Again, according to Douglas, given the possibility for error and the potential moral consequences at play, scientists should consider these consequences to determine how much evidence is enough to say that a hypothesis is true or to advise a particular course of action. 

In the mini-series, the government relies on monitors showing a low level of radiation to initially conclude that the situation is not bad enough to warrant an evacuation. However, it is pointed out the radiation monitors being used likely only had a limited maximum range, and so the radiation could be much higher than the monitor would tell them. Given that they may be wrong about the actual amount of radiation and the threat to public health, a morally-responsible scientist might conclude that evacuation be suggested to policy makers. 

While some claim that scientists shouldn’t include these considerations, others argue that they should. Certainly, the issue isn’t limited to nuclear disasters either. Cases ranging from climate change to food safety, chemical and drug trials, economic policies, and even the development of weapons, all present a wide array of potential moral consequences that might be considered when offering scientific advice. 
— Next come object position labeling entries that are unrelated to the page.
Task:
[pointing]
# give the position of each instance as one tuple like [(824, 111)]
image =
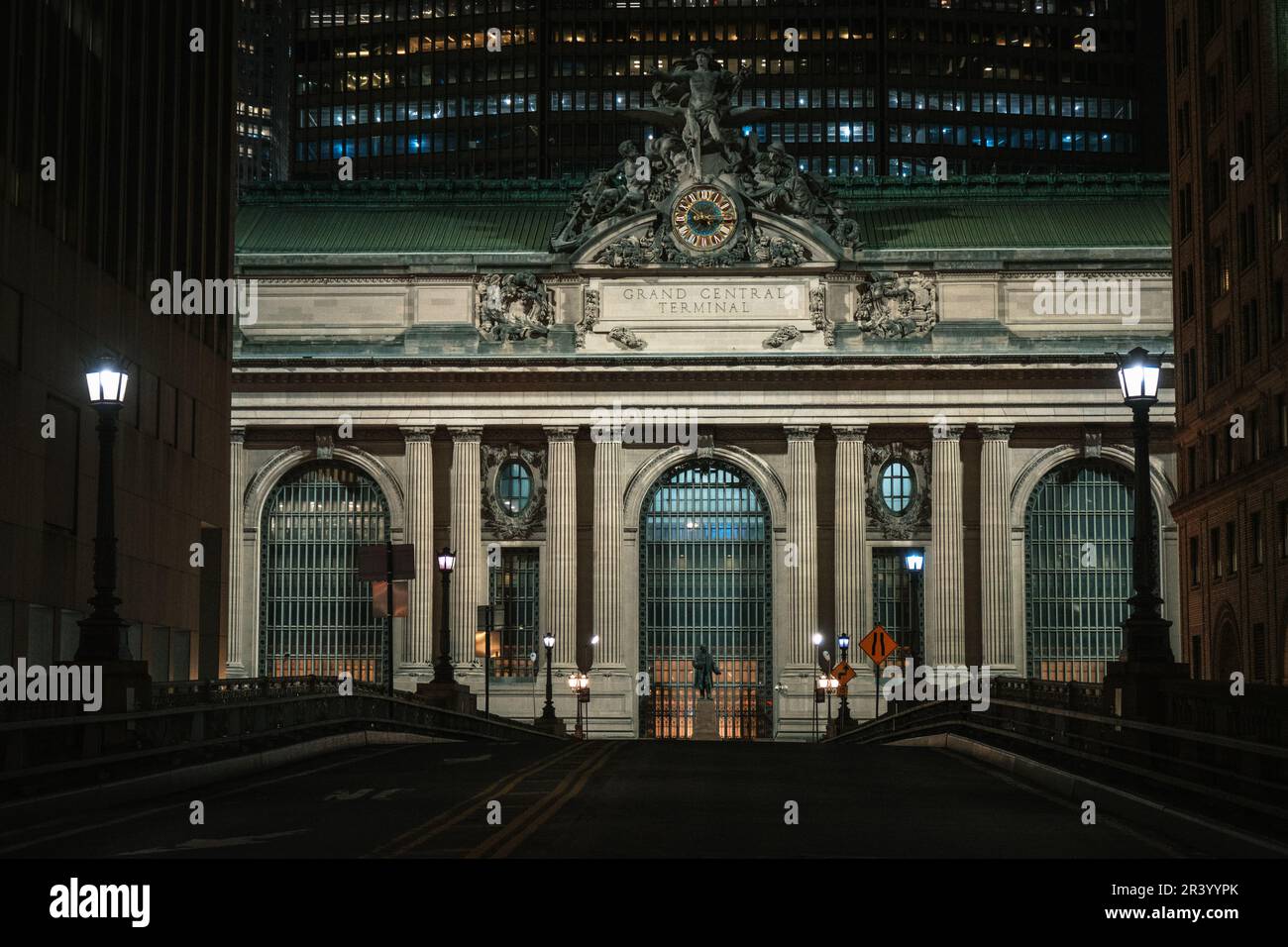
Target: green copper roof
[(519, 217)]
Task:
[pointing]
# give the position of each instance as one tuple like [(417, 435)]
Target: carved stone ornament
[(699, 141), (782, 337), (915, 517), (894, 307), (511, 305), (626, 338), (818, 315), (750, 244), (589, 316), (497, 519)]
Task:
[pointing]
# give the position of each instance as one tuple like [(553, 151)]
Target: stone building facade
[(640, 444)]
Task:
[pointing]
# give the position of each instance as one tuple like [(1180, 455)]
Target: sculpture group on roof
[(702, 141)]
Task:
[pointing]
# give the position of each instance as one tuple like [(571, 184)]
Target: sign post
[(485, 621), (877, 646)]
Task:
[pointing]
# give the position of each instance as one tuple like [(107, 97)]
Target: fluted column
[(945, 611), (995, 491), (850, 518), (467, 541), (561, 600), (606, 545), (235, 660), (417, 646), (803, 531)]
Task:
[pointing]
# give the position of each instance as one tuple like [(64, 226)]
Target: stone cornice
[(850, 432), (800, 432)]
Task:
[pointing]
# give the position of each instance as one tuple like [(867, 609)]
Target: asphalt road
[(603, 799)]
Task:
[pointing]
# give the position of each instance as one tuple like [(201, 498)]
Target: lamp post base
[(1134, 689), (449, 696), (549, 723)]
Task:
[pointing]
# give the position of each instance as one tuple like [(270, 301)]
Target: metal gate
[(1078, 570), (314, 613), (892, 599), (704, 579), (514, 591)]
It’s difficult to say a scientist shouldn’t make morally relevant consequences plain to policy makers. It often appears beneficial, and it sometimes seems unavoidable. But this liberty requires scientists to practice judgment in determining what a morally relevant consequence is and is not. Further, if scientists rely on value judgments when advising government policy, how are scientists to be held accountable by the public? Given these benefits and concerns, whether we want scientists to make such judgments and to what extent their advice should reflect those judgments presents an important ethical dilemma for the public at large. Resolving this dilemma will at least require that we be more aware of how experts provide policy advice.